MURDER ON THE ORIENT EXPRESS IS A DEADLY DULL RIDE, Kyle Smith writes at NRO:

Branagh seems to think the comfort-food aspect of the material is enough to attract an audience, but both the costumes and the sets carry a distinctly second-rate air, probably because the top talents in those fields are busy working in other, more contemporary genres. The movie’s main selling point, its supposed “all-star cast,” isn’t really effective either. Where is the glamour here? Cruz, frumpy and frowning, is utterly charmless. Depp has lost the rakish glint in his eye. Ridley may have been excellent as the young Jedi in Star Wars: The Force Awakens, but she barely registers here. Odom, who made a splash in Broadway’s Hamilton, has even less to contribute. Gad, still best known as the voice of the snowman in Frozen, is strictly a broad comic and fails to bring any shadiness to his deceitful character. And Dench is simply bored. The feeling is contagious: I couldn’t wait to get off this cramped, stuffy, airless ride.
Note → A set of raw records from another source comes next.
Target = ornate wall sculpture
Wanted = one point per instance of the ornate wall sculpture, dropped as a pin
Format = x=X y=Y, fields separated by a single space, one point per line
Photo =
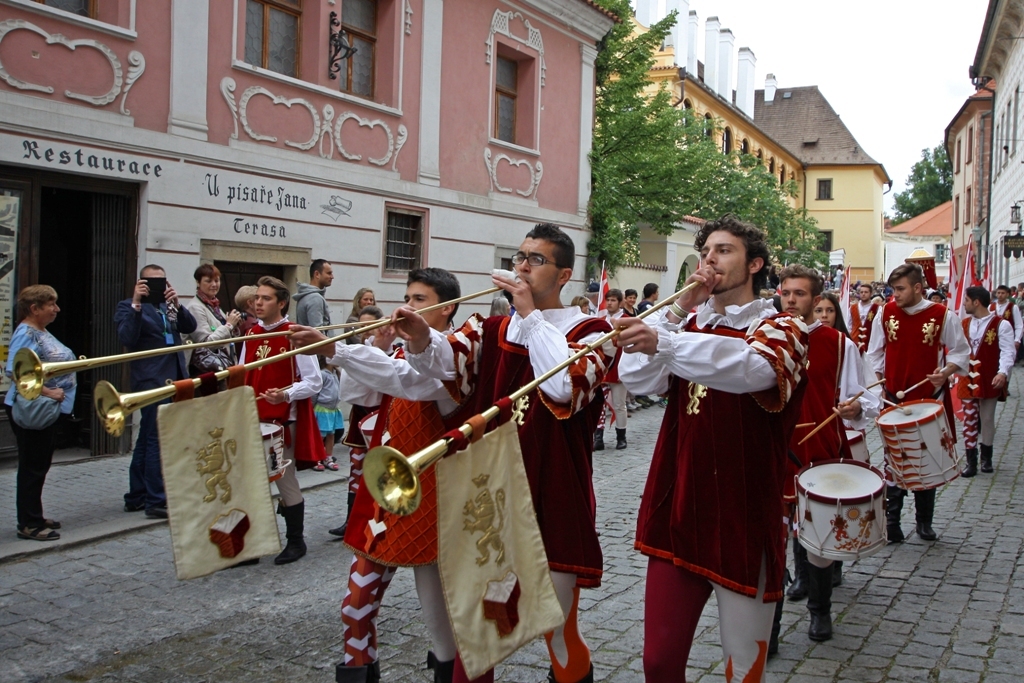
x=136 y=66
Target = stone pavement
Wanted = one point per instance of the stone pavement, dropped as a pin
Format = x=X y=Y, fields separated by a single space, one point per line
x=112 y=610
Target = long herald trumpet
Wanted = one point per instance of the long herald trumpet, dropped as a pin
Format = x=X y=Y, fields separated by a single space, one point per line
x=114 y=408
x=31 y=373
x=393 y=477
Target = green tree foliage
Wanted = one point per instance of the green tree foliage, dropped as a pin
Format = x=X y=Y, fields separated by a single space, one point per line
x=930 y=183
x=653 y=163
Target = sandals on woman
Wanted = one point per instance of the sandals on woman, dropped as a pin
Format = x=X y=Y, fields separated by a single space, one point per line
x=37 y=534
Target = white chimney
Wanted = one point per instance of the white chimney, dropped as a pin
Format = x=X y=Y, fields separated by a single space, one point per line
x=680 y=31
x=646 y=11
x=691 y=43
x=712 y=28
x=725 y=43
x=770 y=86
x=744 y=80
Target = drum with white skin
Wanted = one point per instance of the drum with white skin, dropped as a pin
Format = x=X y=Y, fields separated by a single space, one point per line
x=841 y=509
x=858 y=446
x=273 y=449
x=921 y=452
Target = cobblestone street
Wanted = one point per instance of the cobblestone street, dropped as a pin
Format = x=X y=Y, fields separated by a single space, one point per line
x=112 y=610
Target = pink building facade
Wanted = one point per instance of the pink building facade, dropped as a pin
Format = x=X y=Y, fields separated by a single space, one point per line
x=244 y=133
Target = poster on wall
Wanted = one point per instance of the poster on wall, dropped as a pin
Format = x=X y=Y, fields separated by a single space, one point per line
x=10 y=211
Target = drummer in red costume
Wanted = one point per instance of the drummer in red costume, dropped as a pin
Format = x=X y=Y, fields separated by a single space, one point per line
x=1009 y=311
x=992 y=353
x=286 y=391
x=862 y=314
x=834 y=374
x=488 y=359
x=913 y=339
x=413 y=415
x=711 y=517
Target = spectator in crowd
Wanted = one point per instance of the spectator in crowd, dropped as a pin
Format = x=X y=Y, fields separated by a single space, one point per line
x=500 y=306
x=37 y=307
x=143 y=326
x=365 y=297
x=310 y=300
x=630 y=303
x=211 y=324
x=650 y=292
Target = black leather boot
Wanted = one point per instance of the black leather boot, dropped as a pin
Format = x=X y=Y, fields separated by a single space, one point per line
x=925 y=503
x=972 y=464
x=340 y=530
x=296 y=547
x=894 y=507
x=986 y=459
x=776 y=628
x=798 y=590
x=443 y=671
x=819 y=602
x=369 y=674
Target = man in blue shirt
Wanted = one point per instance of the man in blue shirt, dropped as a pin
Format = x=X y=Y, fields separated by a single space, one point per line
x=142 y=327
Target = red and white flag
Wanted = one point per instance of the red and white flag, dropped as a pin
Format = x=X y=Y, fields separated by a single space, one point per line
x=602 y=290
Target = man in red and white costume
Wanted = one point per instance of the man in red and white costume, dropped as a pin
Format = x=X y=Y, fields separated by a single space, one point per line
x=1009 y=311
x=614 y=391
x=992 y=354
x=834 y=375
x=913 y=339
x=711 y=517
x=416 y=411
x=862 y=314
x=286 y=390
x=487 y=360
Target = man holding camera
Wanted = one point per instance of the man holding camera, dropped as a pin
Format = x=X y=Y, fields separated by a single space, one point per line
x=152 y=318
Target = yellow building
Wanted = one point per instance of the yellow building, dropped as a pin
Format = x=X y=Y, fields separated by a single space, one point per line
x=793 y=131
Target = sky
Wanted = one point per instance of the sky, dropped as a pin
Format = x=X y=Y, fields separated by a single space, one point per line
x=896 y=72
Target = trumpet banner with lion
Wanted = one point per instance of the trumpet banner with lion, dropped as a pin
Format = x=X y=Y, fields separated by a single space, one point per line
x=493 y=563
x=215 y=475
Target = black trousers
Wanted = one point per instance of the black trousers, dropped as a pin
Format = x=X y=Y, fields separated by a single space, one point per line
x=35 y=454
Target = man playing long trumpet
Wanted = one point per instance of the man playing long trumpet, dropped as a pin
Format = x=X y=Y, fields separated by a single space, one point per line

Besides, there can be only one Poirot, and that’s David Suchet, and he made his own version of Murder on the Orient Express in 2010. You can get a sense of how his and Branagh’s version differ in quality by their respective IMDB ratings:

Suchet’s version is in many ways, the culmination of all of the work he put in portraying the character from 1989 to 2013; if you’re a fan of his ITV series (which ran for years on PBS and later A&E), rent that version instead.